Berikut ini beberapa portofolio bisnis FIF yang menopang kinerja selama 2025:

  1. FIFASTRA: Pembiayaan sepeda motor Honda, motor utama kontribusi laba.
  2. SPEKTRA: Pembiayaan produk elektronik, gadget, dan furnitur.
  3. DANASTRA: Pembiayaan multiguna untuk berbagai kebutuhan.
  4. FINATRA: Pembiayaan mikro produktif bagi pelaku UMKM.
  5. AMITRA: Pembiayaan syariah khusus untuk Haji dan Umrah.

Keberagaman lini usaha ini membantu FIF menghadapi tantangan pasar serta membuka peluang segmen pembiayaan baru.

Penguatan Layanan dan Inovasi di Tengah Tantangan Ekonomi

Sebagai anak perusahaan PT Astra International Tbk (ASII), FIF terus melakukan inovasi produk dan layanan. Perusahaan berfokus pada penguatan layanan agar mampu bertahan dan berkembang meski kondisi ekonomi tidak menentu.

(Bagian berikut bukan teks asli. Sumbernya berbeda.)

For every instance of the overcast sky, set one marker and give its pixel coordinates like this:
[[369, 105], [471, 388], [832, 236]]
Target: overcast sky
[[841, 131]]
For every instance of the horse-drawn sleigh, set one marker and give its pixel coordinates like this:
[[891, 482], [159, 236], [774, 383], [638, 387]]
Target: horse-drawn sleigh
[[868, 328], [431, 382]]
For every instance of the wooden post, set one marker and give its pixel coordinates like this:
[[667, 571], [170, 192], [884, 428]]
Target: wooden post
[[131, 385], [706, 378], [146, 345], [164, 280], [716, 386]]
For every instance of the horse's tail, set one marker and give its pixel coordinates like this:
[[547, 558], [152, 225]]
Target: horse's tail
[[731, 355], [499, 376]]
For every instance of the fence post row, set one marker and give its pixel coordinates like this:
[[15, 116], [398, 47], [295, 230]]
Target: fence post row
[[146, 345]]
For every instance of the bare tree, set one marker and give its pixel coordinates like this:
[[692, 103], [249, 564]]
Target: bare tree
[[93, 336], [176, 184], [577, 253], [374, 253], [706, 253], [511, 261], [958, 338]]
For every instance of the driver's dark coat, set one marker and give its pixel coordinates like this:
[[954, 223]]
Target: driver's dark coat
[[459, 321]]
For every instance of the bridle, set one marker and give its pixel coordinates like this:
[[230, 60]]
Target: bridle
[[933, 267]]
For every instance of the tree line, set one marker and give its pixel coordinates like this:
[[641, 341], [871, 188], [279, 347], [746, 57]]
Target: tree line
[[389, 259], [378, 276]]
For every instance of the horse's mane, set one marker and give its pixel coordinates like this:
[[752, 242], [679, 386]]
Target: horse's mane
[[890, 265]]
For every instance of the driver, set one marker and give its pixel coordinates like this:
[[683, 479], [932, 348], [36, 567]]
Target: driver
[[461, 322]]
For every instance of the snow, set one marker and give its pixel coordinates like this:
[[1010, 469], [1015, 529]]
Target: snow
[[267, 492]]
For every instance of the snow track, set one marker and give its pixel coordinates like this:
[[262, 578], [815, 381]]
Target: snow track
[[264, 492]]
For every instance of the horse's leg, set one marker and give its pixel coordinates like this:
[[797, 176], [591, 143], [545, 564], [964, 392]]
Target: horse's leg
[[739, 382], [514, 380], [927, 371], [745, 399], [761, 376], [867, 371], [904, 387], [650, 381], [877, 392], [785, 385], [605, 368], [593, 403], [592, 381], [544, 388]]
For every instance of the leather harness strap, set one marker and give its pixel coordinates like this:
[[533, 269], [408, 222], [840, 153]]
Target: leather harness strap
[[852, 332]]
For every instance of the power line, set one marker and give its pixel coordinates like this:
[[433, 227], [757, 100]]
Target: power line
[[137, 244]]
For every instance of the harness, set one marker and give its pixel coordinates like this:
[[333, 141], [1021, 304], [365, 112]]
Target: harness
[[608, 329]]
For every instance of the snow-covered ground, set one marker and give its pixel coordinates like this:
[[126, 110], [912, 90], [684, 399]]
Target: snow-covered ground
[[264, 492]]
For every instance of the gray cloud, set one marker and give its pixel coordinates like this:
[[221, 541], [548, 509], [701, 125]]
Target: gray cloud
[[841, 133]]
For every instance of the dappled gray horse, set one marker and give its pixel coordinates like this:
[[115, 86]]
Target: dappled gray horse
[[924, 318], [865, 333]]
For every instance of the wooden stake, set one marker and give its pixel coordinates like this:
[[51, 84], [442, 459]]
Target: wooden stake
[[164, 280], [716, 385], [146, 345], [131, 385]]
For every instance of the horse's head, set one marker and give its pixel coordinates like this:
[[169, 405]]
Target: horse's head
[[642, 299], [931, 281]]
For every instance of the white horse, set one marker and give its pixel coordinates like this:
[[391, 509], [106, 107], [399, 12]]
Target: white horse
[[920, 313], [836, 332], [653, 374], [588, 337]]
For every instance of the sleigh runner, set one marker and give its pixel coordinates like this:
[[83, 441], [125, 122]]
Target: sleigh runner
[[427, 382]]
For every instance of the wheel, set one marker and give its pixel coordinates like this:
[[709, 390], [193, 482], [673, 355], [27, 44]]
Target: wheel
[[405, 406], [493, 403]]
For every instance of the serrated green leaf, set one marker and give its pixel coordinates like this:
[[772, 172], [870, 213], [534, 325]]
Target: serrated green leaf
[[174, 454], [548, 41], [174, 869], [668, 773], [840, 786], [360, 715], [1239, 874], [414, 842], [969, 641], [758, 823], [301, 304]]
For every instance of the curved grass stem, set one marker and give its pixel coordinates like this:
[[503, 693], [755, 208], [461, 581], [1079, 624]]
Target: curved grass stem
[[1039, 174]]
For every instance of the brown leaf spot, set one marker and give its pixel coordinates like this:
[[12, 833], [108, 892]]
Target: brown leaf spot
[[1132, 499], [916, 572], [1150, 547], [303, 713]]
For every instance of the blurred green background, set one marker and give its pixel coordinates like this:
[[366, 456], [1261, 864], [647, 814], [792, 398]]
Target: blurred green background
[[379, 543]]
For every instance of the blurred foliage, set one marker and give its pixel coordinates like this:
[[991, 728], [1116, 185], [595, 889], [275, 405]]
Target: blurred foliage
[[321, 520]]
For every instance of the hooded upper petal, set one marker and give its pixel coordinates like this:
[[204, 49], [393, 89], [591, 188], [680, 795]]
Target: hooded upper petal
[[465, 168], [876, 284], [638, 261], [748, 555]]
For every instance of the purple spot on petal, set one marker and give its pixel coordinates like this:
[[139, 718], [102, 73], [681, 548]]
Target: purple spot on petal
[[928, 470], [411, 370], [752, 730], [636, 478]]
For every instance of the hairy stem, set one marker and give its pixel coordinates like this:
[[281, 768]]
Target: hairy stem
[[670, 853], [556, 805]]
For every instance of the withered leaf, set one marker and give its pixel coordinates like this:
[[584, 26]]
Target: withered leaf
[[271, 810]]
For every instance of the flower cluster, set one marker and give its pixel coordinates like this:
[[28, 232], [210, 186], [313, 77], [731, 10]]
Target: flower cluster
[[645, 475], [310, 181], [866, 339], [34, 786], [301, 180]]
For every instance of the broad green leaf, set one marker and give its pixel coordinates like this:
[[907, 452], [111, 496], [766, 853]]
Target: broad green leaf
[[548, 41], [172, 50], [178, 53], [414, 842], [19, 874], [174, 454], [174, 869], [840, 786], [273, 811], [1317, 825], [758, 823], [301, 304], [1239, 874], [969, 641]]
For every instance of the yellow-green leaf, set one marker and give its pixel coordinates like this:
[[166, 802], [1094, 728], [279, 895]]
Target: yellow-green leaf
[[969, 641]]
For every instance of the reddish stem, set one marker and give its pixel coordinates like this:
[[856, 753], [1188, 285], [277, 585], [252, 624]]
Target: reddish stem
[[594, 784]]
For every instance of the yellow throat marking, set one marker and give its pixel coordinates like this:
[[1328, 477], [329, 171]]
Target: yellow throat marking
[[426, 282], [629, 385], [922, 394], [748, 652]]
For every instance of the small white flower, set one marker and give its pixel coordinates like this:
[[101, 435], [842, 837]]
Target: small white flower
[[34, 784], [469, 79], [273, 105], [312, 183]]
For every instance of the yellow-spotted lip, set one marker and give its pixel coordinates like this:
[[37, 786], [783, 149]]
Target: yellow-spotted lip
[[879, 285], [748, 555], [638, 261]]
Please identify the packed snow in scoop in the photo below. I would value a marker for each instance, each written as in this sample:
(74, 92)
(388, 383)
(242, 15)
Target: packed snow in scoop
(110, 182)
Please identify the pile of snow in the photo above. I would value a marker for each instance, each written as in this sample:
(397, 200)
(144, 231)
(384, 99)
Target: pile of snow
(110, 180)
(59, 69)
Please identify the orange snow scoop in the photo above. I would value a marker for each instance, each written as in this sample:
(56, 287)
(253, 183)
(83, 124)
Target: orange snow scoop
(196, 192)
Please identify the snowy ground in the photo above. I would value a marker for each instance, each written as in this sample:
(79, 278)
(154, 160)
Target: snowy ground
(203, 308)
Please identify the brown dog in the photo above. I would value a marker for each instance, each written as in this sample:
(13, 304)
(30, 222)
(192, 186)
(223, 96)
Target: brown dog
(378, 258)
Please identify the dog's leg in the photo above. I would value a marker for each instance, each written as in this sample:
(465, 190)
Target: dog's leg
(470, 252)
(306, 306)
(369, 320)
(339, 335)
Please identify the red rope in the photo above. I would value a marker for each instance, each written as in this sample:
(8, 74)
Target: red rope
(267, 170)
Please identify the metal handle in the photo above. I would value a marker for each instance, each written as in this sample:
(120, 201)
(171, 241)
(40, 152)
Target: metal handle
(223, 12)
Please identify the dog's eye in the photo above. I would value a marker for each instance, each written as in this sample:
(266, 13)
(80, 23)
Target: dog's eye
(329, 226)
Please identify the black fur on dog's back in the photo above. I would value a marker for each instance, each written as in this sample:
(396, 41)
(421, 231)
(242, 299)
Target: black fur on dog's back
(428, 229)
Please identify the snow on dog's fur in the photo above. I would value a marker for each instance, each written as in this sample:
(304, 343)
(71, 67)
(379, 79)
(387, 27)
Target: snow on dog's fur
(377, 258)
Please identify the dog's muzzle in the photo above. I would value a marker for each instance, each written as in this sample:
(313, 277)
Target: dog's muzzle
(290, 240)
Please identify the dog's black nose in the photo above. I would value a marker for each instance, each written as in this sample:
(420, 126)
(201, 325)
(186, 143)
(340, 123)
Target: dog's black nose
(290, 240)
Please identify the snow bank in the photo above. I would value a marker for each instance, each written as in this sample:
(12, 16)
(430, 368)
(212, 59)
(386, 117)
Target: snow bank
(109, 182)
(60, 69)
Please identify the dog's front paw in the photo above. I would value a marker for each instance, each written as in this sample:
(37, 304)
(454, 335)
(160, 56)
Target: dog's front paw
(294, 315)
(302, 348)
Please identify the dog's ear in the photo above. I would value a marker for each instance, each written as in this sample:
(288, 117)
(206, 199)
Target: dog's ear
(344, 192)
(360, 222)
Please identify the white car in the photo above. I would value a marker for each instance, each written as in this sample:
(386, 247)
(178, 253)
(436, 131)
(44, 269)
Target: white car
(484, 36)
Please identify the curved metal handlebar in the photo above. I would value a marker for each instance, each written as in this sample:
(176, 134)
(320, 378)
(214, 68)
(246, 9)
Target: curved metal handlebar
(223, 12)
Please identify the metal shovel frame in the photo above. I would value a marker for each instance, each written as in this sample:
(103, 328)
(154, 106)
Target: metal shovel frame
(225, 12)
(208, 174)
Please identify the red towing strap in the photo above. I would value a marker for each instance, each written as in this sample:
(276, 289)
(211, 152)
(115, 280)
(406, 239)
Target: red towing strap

FIF juga berkomitmen menjaga kepercayaan seluruh pemangku kepentingan sebagai solusi finansial pilihan masyarakat Indonesia dalam memenuhi kebutuhan pembiayaan.

Pencapaian laba dan kenaikan pembiayaan pada tahun 2025 menjadi bukti bahwa FIF terus memperkuat peranannya sebagai salah satu perusahaan pembiayaan terkemuka di Tanah Air dengan portofolio yang beragam serta strategi digitalisasi yang terencana.